My impression has been that the French ran a kind of "point forward" offense when Parker was out, so it was nevery quite clear if Diaw or Rigaudeau was the point guard; but either way Diaw had a 7 assists against Bosnia. Against Slovenia Diaw had only 3 assists, but Parker had only 1.

Diaw's only real chance at getting serious minutes is at the point. Reports are that he is does a decent job of it, but of course it is hard to translate his Hawks/France experience to whether he can run the Suns' half court pick and roll. None the less, there are some obvious advantages in having a 6'8" point guard in making entry passes to the post.


----------



## drummer (Sep 19, 2005)

From what I hear, the suns have had their eye on this guy since he was drafted.
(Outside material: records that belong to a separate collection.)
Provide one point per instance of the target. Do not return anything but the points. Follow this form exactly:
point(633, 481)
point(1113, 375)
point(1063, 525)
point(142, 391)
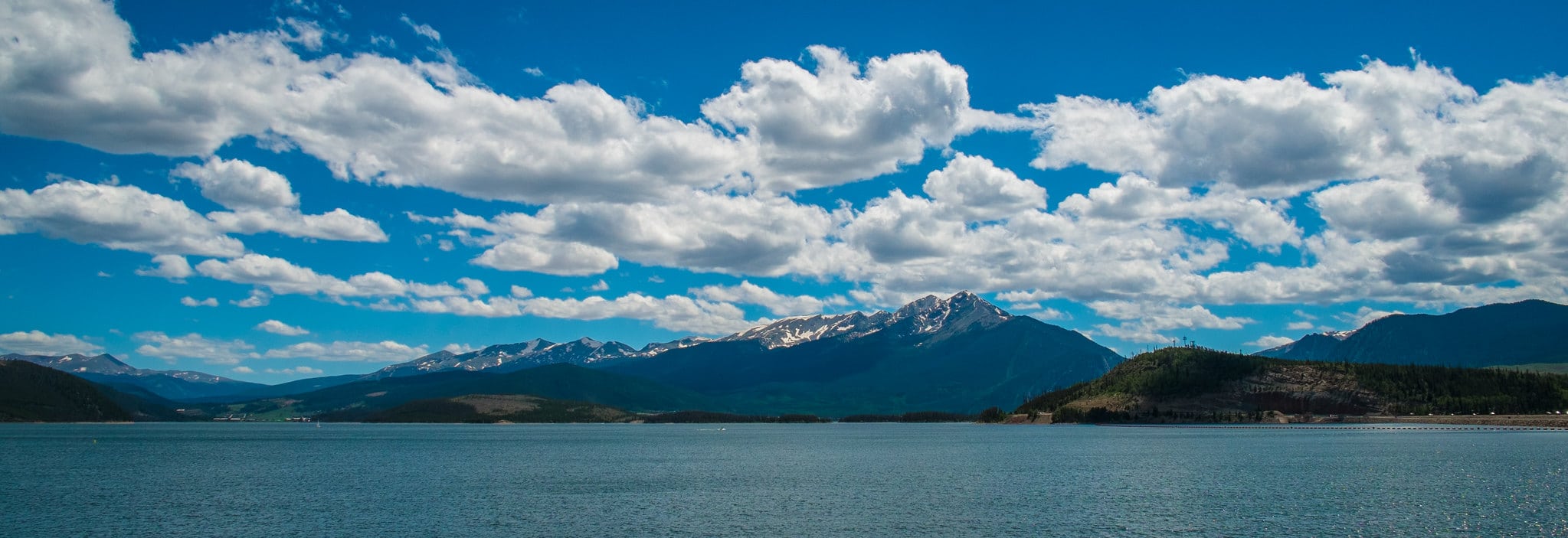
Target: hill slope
point(30, 393)
point(1493, 334)
point(173, 385)
point(1206, 385)
point(488, 408)
point(958, 355)
point(557, 382)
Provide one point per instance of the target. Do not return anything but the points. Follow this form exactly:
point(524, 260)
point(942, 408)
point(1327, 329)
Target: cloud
point(295, 370)
point(40, 342)
point(836, 124)
point(1364, 315)
point(275, 273)
point(350, 352)
point(193, 347)
point(1051, 315)
point(254, 300)
point(673, 312)
point(473, 288)
point(778, 305)
point(527, 253)
point(275, 327)
point(237, 184)
point(1269, 342)
point(262, 201)
point(496, 306)
point(193, 302)
point(422, 28)
point(283, 276)
point(1144, 322)
point(336, 225)
point(980, 192)
point(172, 267)
point(77, 80)
point(116, 217)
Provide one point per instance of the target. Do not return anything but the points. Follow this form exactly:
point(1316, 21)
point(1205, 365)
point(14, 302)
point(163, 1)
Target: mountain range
point(957, 354)
point(1493, 334)
point(175, 385)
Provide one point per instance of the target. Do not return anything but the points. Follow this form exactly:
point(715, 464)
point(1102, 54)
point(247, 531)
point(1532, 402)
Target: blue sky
point(280, 191)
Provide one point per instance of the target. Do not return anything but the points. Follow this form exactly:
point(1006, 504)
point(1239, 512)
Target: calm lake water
point(775, 481)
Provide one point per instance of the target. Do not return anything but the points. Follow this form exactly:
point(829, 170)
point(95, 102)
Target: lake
point(775, 481)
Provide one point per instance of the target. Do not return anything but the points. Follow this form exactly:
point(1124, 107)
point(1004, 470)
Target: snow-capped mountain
point(660, 347)
point(805, 328)
point(924, 315)
point(77, 363)
point(525, 355)
point(957, 354)
point(1311, 347)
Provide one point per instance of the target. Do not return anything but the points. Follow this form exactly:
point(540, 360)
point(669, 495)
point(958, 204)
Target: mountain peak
point(924, 315)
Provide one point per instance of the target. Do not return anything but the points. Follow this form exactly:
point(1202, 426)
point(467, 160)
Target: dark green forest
point(1354, 388)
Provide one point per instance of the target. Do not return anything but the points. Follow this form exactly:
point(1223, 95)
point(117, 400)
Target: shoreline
point(1518, 421)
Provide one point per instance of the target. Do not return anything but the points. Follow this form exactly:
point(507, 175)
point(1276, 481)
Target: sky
point(293, 188)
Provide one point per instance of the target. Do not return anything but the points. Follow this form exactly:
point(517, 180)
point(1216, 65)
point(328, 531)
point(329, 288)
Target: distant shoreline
point(1521, 421)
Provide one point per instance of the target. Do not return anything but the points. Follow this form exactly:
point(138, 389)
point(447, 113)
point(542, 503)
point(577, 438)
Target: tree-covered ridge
point(30, 393)
point(489, 408)
point(1206, 385)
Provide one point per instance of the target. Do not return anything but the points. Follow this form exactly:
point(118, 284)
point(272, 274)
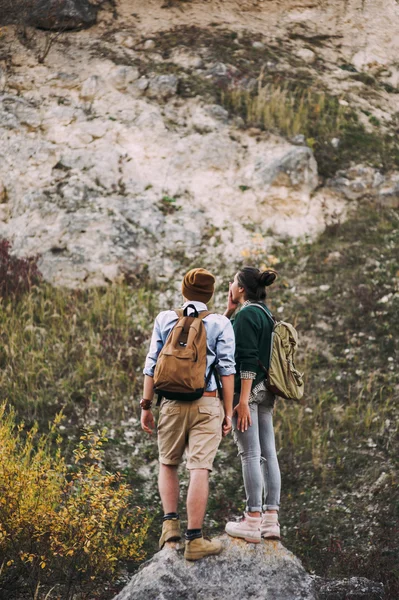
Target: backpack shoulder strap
point(267, 313)
point(203, 314)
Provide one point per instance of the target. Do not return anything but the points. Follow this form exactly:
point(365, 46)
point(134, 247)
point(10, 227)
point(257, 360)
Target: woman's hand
point(147, 421)
point(226, 426)
point(231, 305)
point(243, 416)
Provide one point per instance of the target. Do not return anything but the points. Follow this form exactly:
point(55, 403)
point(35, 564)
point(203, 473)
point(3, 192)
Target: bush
point(17, 275)
point(59, 523)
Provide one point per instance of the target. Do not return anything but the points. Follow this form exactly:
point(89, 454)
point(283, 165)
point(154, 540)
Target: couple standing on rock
point(236, 351)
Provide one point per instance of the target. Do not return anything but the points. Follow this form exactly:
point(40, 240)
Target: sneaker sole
point(195, 556)
point(172, 539)
point(245, 537)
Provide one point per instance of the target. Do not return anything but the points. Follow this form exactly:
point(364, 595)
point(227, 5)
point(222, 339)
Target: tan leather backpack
point(181, 366)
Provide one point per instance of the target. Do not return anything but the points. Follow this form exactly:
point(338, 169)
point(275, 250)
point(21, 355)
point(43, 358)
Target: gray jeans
point(257, 449)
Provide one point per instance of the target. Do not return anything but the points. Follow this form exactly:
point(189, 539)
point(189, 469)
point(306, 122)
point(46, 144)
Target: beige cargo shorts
point(191, 427)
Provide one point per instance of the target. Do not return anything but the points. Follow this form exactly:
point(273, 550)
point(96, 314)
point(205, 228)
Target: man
point(192, 426)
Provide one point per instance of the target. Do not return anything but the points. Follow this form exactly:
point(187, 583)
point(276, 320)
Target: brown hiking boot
point(202, 547)
point(170, 532)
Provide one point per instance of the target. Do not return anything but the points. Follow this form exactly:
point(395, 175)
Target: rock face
point(354, 588)
point(242, 571)
point(361, 181)
point(62, 14)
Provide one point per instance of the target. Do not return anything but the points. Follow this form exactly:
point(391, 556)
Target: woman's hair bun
point(268, 277)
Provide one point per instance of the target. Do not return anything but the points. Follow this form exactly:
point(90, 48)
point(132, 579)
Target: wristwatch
point(145, 404)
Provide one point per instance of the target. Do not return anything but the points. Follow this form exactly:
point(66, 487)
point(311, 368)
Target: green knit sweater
point(253, 332)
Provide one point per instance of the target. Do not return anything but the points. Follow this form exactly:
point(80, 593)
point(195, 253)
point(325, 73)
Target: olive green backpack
point(282, 378)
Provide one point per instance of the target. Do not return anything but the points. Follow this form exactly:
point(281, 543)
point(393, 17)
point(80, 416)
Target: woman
point(253, 412)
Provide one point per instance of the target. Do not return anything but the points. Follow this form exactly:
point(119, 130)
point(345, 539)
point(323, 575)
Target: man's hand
point(147, 421)
point(226, 426)
point(231, 305)
point(243, 416)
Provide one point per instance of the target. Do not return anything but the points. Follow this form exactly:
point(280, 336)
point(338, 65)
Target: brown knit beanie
point(198, 284)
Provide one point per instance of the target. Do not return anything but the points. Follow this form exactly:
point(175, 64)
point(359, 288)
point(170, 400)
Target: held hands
point(226, 426)
point(243, 416)
point(147, 421)
point(231, 305)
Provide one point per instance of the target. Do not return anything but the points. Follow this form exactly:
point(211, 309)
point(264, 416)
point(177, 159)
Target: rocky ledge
point(266, 570)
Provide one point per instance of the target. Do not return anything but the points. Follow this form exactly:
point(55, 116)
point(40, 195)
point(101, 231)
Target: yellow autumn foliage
point(59, 522)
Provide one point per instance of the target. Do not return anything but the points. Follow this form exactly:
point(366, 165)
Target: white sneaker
point(248, 529)
point(270, 527)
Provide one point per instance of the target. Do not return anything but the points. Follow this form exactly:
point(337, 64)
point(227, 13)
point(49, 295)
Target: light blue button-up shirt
point(220, 342)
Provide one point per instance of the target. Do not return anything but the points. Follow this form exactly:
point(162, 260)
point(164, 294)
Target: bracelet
point(145, 404)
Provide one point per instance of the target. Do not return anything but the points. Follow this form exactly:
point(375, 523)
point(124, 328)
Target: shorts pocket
point(170, 410)
point(169, 417)
point(209, 410)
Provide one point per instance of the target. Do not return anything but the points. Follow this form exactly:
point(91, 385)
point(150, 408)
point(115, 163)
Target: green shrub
point(60, 523)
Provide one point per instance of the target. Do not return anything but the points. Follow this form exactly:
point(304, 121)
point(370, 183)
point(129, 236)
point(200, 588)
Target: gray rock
point(218, 70)
point(217, 112)
point(366, 182)
point(149, 45)
point(355, 588)
point(245, 571)
point(90, 88)
point(63, 14)
point(162, 87)
point(297, 168)
point(122, 77)
point(298, 140)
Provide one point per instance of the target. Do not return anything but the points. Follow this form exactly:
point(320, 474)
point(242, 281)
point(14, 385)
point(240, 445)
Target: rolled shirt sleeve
point(155, 348)
point(225, 349)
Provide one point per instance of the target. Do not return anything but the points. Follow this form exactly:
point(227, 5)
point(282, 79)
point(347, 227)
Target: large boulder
point(245, 571)
point(354, 588)
point(61, 15)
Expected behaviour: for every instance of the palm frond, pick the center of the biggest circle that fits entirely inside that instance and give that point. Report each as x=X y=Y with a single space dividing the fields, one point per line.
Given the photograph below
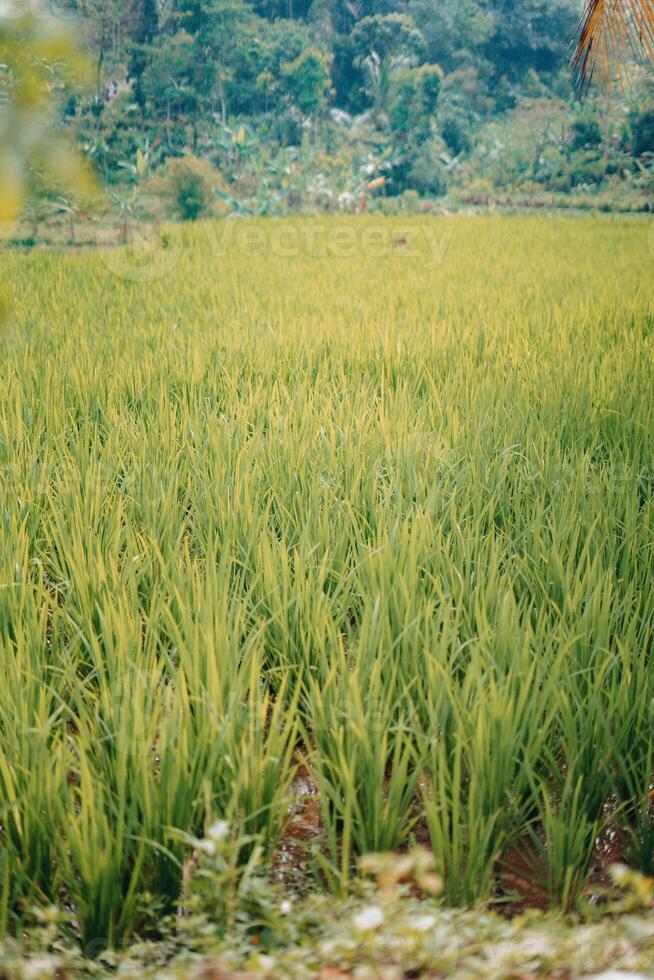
x=609 y=30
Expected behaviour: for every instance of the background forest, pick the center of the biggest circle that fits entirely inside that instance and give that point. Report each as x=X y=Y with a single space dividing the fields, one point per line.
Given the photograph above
x=269 y=106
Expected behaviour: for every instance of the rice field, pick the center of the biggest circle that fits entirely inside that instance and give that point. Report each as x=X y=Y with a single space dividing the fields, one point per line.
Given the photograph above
x=340 y=531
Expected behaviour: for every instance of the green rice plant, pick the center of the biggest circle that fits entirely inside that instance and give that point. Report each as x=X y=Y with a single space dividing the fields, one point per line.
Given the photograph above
x=390 y=512
x=366 y=766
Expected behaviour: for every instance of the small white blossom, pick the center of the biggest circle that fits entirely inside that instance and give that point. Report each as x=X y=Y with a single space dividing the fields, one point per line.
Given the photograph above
x=424 y=922
x=371 y=917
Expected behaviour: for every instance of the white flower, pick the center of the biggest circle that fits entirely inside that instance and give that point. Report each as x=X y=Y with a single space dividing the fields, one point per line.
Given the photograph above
x=218 y=830
x=371 y=917
x=424 y=922
x=39 y=967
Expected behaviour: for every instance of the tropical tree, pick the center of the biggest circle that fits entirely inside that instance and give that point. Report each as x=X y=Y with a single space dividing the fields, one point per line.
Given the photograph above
x=609 y=30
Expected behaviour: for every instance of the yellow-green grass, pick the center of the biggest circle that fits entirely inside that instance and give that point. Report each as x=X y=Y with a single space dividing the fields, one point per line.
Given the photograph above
x=373 y=495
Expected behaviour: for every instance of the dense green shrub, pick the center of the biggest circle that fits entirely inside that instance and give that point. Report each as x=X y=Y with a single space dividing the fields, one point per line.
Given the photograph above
x=643 y=130
x=189 y=185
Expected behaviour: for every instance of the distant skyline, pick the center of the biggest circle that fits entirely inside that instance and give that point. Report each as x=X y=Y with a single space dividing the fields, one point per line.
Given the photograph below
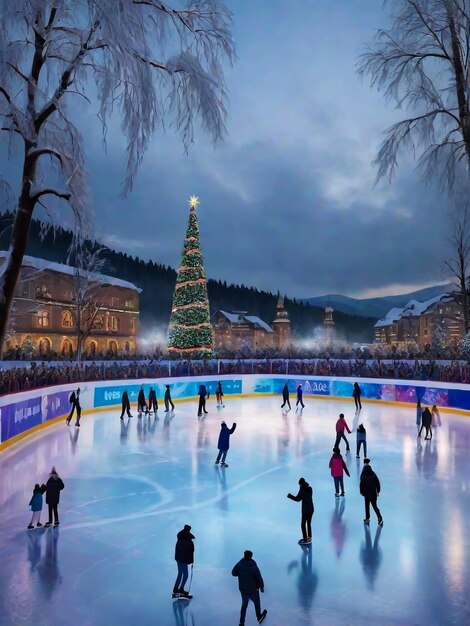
x=287 y=202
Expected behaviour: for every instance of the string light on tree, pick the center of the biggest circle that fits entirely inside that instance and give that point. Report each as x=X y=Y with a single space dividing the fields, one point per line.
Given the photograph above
x=190 y=331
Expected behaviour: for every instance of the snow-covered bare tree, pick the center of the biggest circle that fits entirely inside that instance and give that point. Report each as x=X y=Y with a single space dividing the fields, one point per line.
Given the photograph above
x=87 y=288
x=422 y=62
x=145 y=59
x=458 y=264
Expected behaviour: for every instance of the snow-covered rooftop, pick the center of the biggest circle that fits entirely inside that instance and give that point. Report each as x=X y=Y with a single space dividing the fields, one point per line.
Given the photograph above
x=61 y=268
x=413 y=308
x=240 y=317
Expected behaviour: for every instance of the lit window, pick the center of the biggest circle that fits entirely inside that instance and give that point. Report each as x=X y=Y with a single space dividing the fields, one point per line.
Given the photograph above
x=43 y=319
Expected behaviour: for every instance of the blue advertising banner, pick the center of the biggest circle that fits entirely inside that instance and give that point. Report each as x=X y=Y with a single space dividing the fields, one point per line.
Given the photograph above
x=20 y=416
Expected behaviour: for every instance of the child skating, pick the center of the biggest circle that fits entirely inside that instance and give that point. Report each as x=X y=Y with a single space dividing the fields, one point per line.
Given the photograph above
x=337 y=467
x=36 y=505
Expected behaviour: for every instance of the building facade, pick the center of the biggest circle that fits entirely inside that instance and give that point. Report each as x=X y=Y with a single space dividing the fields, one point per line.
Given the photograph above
x=416 y=322
x=44 y=315
x=236 y=329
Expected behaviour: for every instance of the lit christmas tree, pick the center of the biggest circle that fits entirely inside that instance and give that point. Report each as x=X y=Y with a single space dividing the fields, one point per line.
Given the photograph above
x=190 y=330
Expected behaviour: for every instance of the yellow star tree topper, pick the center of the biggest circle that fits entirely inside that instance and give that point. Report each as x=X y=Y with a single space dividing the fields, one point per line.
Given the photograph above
x=193 y=202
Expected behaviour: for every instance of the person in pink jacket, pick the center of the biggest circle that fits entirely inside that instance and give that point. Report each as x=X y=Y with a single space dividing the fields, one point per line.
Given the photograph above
x=337 y=467
x=341 y=425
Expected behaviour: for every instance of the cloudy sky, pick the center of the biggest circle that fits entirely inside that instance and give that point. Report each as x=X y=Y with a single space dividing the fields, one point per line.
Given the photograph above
x=288 y=200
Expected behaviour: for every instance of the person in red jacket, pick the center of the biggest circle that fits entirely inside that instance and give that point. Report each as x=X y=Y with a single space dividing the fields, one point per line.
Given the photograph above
x=337 y=467
x=341 y=425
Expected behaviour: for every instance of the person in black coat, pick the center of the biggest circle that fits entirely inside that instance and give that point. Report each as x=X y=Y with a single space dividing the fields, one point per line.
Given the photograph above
x=153 y=404
x=224 y=443
x=184 y=556
x=250 y=583
x=141 y=402
x=305 y=496
x=285 y=397
x=369 y=487
x=54 y=486
x=426 y=421
x=75 y=402
x=126 y=405
x=168 y=399
x=202 y=393
x=357 y=396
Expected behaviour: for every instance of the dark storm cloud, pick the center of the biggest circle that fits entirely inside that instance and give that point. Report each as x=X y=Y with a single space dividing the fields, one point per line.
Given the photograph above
x=287 y=202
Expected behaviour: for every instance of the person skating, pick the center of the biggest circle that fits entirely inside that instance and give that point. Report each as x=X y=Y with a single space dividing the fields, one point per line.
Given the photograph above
x=153 y=403
x=141 y=402
x=426 y=422
x=341 y=425
x=357 y=396
x=224 y=443
x=36 y=505
x=300 y=393
x=305 y=496
x=250 y=583
x=219 y=394
x=285 y=397
x=168 y=400
x=361 y=439
x=184 y=556
x=54 y=486
x=419 y=413
x=75 y=402
x=202 y=393
x=337 y=467
x=369 y=487
x=125 y=405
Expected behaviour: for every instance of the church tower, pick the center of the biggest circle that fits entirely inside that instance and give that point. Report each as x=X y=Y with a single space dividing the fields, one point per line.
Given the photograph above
x=281 y=325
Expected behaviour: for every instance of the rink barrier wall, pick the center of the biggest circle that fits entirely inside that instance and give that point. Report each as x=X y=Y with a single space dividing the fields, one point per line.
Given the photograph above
x=24 y=413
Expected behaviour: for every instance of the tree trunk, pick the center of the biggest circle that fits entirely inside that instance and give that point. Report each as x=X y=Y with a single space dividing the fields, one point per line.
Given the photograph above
x=17 y=248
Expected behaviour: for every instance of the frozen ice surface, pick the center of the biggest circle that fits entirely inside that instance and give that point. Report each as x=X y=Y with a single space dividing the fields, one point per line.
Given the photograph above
x=130 y=489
I guess they were even interested in drafting him if they had the chance. 

Everything I've ever read about Diaw is he is a complete team player, which should work out well in Phx since they have Marion, Amare and Nash. All they need are role players that do all the little things to round out this team. Defense, rebounding, passing. Players that can run and finish well. That's what they got in Diaw.


----------



## xtf (Jun 20, 2003)

and thats exactly what Diaw likes to do.He just takes so many shoots with France because no one else takes them. He prefers to finish a game without taking any shoot but having 5 assists, 5 rebounds, 3 steals and 2 blocks.


----------



## Sham (Dec 2, 2002)

Diaw is a tall rangy player with a large skill set. He has the skills to play all three backcourt positions. But you will quickly find he is the most unaggressive player of all time. And boy is it annoying.


----------



## azirishmusic (Feb 25, 2004)

JJ had similar complaints his first couple of years. Everyone complained about his confidence. Of course once he found his confidence he was upset that he wasn't immediately perceived as a superstar. :boohoo: 

One key factor for Boris playing on the Suns is that he thrives in the open court. That should help his confidence quite a bit.


----------